8. Furthermore, it is equipped with an imaging unit, The imaging unit has object-side telecentricity with respect to at least one wavelength of light from the light source. The optical apparatus according to any one of claims 1 to 3.

9. The aforementioned illumination optical element is a lens. The optical apparatus according to any one of claims 1 to 3.

10. The optical apparatus according to claim 8, A processor controls the imaging unit, causes the imaging unit to acquire an image, and performs optical inspection of the object surface based on the color information of the image acquired by the imaging unit. An optical inspection device equipped with the following features.

11. The processor, when performing the optical inspection, outputs the state of the object surface based on the number of colors emitted from the light source and the number of colors acquired by each pixel of the imaging unit. The optical inspection apparatus according to claim 10.

12. An optical inspection method using the optical apparatus described in Claim 8, The imaging unit acquires an image of the object surface. An optical inspection is performed based on the color information of the image captured by the imaging unit. Optical inspection methods, including those mentioned above.

13. Performing the aforementioned optical inspection includes outputting the state of the object surface based on the number of colors emitted from the light source and the number of colors acquired by each pixel of the imaging unit. The optical inspection method according to claim 12.

14. An optical inspection program using the optical device described in Claim 8, The imaging unit acquires an image of the object surface. An optical inspection of the object surface is performed based on the color information of the image captured by the imaging unit. An optical inspection program that causes a computer to perform an inspection of the surface condition of an object.

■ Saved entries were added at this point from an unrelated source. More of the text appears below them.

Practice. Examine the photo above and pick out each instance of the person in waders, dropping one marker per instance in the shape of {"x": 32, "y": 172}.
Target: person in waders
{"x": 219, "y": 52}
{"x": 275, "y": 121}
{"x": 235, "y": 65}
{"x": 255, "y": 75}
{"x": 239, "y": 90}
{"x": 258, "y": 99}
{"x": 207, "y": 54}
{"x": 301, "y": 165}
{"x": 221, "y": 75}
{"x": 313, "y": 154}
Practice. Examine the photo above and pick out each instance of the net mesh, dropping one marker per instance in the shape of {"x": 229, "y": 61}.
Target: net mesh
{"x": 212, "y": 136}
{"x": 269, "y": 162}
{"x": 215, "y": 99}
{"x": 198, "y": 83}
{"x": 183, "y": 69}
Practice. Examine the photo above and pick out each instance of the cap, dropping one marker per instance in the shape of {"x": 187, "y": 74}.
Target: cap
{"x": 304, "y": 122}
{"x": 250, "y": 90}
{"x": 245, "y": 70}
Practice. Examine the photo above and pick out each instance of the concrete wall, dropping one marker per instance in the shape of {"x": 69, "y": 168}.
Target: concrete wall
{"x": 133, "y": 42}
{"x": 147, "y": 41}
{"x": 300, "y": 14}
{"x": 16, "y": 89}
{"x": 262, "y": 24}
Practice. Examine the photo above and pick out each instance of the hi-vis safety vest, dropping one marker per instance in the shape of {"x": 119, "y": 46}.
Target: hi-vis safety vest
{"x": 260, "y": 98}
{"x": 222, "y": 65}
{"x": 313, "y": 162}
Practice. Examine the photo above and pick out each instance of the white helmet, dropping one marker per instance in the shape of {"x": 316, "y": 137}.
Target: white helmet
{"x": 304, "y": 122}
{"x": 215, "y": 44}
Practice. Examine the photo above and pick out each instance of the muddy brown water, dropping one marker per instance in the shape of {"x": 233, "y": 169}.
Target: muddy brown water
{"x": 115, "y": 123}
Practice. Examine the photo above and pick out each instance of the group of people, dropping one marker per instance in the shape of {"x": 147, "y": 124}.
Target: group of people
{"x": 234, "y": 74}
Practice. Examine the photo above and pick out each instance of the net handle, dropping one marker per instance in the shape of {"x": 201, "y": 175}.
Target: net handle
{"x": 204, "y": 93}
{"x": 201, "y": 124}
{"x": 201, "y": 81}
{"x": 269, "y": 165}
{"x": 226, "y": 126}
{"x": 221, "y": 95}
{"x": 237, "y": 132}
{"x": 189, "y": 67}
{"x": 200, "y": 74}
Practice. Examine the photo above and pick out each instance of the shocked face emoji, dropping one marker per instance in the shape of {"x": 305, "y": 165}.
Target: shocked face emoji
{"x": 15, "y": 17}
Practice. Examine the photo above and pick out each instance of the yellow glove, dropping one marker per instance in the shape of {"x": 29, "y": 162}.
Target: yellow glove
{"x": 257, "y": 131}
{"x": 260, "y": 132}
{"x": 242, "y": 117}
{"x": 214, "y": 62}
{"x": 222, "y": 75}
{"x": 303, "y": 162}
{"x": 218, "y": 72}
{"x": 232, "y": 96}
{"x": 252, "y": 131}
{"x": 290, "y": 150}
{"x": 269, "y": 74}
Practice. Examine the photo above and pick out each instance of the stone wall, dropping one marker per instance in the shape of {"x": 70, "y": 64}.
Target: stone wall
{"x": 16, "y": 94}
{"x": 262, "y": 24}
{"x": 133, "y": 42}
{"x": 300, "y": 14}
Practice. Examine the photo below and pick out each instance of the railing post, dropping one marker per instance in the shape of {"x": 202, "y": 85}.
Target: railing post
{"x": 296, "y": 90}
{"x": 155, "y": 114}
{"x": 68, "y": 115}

15. Performing the optical inspection includes causing the computer to output the state of the object surface based on the number of colors emitted from the light source and the number of colors acquired by each pixel of the imaging unit. The optical inspection program according to claim 14.

16. An illumination optical element having a focal plane region including the focal plane or its vicinity, A projection unit equipped with a light source Equipped with, The projection unit is capable of emitting a light beam containing at least two different wavelength spectra from the light source to the illumination optical element. The projection unit forms projected images at different positions using light of two different wavelength spectra within the focal plane or focal plane region of the illumination optical element. The light-emitting surface of the light source is positioned on the focal plane or the focal plane region. The light source is capable of independently emitting light from two different wavelength spectra in different regions, combining them, and then incident them onto the illumination optical element. optical equipment.